We begin having the master data opened in the current Stata session. For the sake of showing an example, let's suppose we want to set fake_data as the master dataset, and use region-year  as the using dataset. 

We already know that the fake_data's unique identifiers are *workerid* and *year* while the region-year's unique identifiers are *region* and *year*. The variables we use to link both data sets have to be the unique identifiers that are present in both data sets. Because *workerid* does not exist in the region-level data set, we will use variable *region* and *year* to merge the data sets. 
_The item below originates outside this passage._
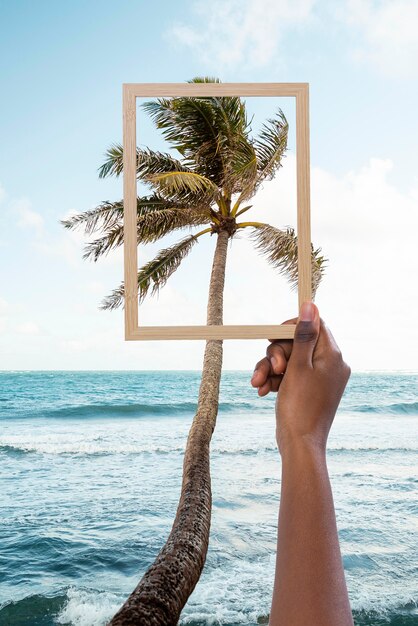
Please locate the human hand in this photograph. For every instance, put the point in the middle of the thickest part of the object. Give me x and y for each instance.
(310, 375)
This means that for every region in the using data set there will be many observations in the individual level (master) data set to be matched. Therefore, this will be a `m:1` merge.  

In [11]:
use fake_data, clear  // This sets this data set as the master

In [12]:
merge m:1 region year using region_year_data 


    Result                      Number of obs
    -----------------------------------------
    Not matched                       406,963
        from master                   406,963  (_merge==1)
        from using                          0  (_merge==2)
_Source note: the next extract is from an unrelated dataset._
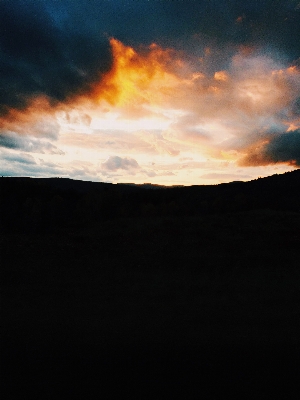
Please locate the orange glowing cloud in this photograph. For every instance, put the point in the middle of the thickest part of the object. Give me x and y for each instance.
(136, 78)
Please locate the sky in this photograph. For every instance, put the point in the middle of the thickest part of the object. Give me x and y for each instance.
(172, 92)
    Matched                         2,454,809  (_merge==3)
    -----------------------------------------


Let's analyze the table above. It says that there were 406,963 observations in the master data couldn't be matched to any observation in the using dataset. This is due to the fact that our dataset at the region-year level does not have information for some years. 

Furthermore, the previous table shows that every observation from the using dataset got matched to some observation in the master dataset. The total number of matched observations is roughly 2.5 million. All of this information gets recorded into a new varible named *_merge*. Because of this, it is good practice to write `cap drop _merge` before running a merge command. 

Would we get the same results if we switched the master and using datasets?

In [13]:
use region_year_data, clear
merge 1:m region year using fake_data




    Result                      Number of obs
    -----------------------------------------
    Not matched                       406,963
        from master                         0  (_merge==1)
        from using                    406,963  (_merge==2)

    Matched                         2,454,809  (_merge==3)
    -----------------------------------------


Indeed, we get the same information. We typically want to restrict to observations that were correctly matched across datasets.

In [14]:
keep if _merge==3

(406,963 observations deleted)


<div class="alert alert-block alert-warning">
    
<b>Warning:</b> Before dropping the unmerged observations make sure you spend some time thinking about why they did not merge and correct any errors that you identify. For example, maybe the country names are different in the two data sets (i.e. one data set has "Barbados" and another data set has "The Barbados"). If this is the case you will want to change the names and attempt your match a second time.   
</div>

## 8.4 Appending Data Sets

We have used merge to combine datasets horizontally (we have added columns to the `master` dataset). However, if we want to combine datasets vertically  (add observations to the `master` dataset). Adding new information with `append` is very simple compared to the previous command. When we have a master dataset opened in our session, we can add observations using the syntax:

```stata
    append using new_dataset
```

This command will add new observations to the variables that are named *the same* across both datasets.

8.3 Wrap up

In this module we learned how to combine different datasets. This is an extremely useful skill, especaially when you are undertaking panel data regressions. We will be learning more about these types of regressions in [Module 16]().